Yosemite, CA…Yosemite National Park fire managers are planning a 61 acre Ahwahnee Meadow prescribed burn in the coming week. Ignition will take approximately one day and an additional two to four days of active burn down. Smoke will be present during the prescribed fire and in Yosemite Valley. Fire managers are working with the Mariposa County Air Pollution Control District (MCAPCD) to time the project to coincide with favorable weather that will facilitate good air quality. Smoke, affecting health, is always a consideration in the decision to schedule prescribed fires. Prior to ignition, a burn permit will be issued to Yosemite by MCAPCD. Community members who are sensitive to smoke may want to close their windows and doors and/or consider leaving the area during active ignition of the project in order to reduce their exposure.
Historically, natural fire burned an average of 16,000 acres annually in Yosemite National Park and played an integral role in shaping Yosemite’s ecosystem. Yosemite’s Fire Management program is designed to balance the protection of life, property, and natural and cultural resources with the continuation of fire as a natural process. Due to decades of fire suppression (actively putting out any fire that starts), many areas have become overgrown, unhealthy, and increasingly vulnerable to catastrophic wildfire.

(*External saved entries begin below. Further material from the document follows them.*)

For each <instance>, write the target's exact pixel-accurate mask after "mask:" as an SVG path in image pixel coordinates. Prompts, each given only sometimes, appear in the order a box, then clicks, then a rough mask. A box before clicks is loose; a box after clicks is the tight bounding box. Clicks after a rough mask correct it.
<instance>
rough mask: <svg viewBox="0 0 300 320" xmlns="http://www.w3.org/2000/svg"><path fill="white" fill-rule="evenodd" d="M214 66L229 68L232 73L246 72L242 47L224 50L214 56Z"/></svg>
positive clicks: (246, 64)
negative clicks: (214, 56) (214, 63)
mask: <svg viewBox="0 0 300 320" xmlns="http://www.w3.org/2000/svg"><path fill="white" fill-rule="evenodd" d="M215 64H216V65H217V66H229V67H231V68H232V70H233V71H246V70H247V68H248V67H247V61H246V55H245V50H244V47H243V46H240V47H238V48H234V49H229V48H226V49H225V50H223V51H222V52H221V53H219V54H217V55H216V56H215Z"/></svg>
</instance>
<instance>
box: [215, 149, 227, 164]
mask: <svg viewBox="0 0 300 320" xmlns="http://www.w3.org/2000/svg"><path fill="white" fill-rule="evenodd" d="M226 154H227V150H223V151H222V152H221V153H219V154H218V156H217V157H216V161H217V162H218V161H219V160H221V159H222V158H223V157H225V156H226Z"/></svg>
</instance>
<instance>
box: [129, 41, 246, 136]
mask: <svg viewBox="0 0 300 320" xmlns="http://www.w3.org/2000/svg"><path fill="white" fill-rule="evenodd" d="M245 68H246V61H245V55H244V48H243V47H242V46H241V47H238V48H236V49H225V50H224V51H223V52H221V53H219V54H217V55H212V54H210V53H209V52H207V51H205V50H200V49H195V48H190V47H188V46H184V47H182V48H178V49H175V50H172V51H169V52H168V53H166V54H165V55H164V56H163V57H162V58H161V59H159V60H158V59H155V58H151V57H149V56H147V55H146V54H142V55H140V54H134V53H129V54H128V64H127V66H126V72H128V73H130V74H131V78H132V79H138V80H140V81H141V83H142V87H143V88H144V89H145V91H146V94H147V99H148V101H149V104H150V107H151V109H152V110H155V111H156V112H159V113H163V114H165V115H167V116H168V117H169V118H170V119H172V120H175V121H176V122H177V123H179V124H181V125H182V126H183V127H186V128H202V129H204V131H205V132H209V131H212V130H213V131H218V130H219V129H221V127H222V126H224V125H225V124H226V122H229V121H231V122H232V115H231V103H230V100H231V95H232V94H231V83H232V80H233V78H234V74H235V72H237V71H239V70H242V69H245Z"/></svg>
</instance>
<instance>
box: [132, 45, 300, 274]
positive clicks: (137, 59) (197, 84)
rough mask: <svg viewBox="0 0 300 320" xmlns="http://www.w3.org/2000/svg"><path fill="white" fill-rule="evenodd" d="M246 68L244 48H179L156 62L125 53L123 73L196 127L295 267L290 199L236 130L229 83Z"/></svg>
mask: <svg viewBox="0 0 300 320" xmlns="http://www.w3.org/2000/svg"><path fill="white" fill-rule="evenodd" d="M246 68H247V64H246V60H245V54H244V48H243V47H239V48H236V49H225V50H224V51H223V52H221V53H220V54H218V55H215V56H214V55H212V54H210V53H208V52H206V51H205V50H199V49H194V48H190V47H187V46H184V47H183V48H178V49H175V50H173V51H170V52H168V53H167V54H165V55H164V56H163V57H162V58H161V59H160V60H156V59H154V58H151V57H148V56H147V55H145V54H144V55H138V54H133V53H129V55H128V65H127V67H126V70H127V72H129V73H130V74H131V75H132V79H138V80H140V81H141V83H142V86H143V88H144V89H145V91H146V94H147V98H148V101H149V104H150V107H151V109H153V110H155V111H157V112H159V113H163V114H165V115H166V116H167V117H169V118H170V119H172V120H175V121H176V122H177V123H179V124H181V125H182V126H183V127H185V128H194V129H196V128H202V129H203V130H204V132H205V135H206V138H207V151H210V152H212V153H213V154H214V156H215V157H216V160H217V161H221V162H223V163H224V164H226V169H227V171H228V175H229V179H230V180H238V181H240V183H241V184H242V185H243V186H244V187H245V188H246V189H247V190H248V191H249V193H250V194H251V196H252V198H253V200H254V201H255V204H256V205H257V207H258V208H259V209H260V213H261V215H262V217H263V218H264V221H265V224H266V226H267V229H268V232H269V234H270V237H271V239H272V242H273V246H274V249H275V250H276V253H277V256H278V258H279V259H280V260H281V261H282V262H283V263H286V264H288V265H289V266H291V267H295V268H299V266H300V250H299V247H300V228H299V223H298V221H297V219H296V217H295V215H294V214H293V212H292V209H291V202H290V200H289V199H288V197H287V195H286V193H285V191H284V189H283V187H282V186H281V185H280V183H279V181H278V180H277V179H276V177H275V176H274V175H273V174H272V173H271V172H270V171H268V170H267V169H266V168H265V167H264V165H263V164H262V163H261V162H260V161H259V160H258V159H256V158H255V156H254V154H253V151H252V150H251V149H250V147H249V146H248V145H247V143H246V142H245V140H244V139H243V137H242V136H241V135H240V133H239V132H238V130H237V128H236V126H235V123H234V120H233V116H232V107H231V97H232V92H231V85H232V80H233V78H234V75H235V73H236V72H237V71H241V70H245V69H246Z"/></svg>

The objective of this prescribed burn is ecosystem restoration. American Indians frequently used fire in this area to shape the landscape to their uses. Applying fire under prescribed conditions mimics the frequent, low intensity, lightning caused fires that used to occur. Fire also allows for the recycling of nutrients to the soil, which encourages the germination and regrowth of plants, shrubs and trees.
Park employees, community members, and visitors can expect to see fire personnel from various federal and state agencies conducting burn operations during the Ahwahnee Meadow Prescribed Fire.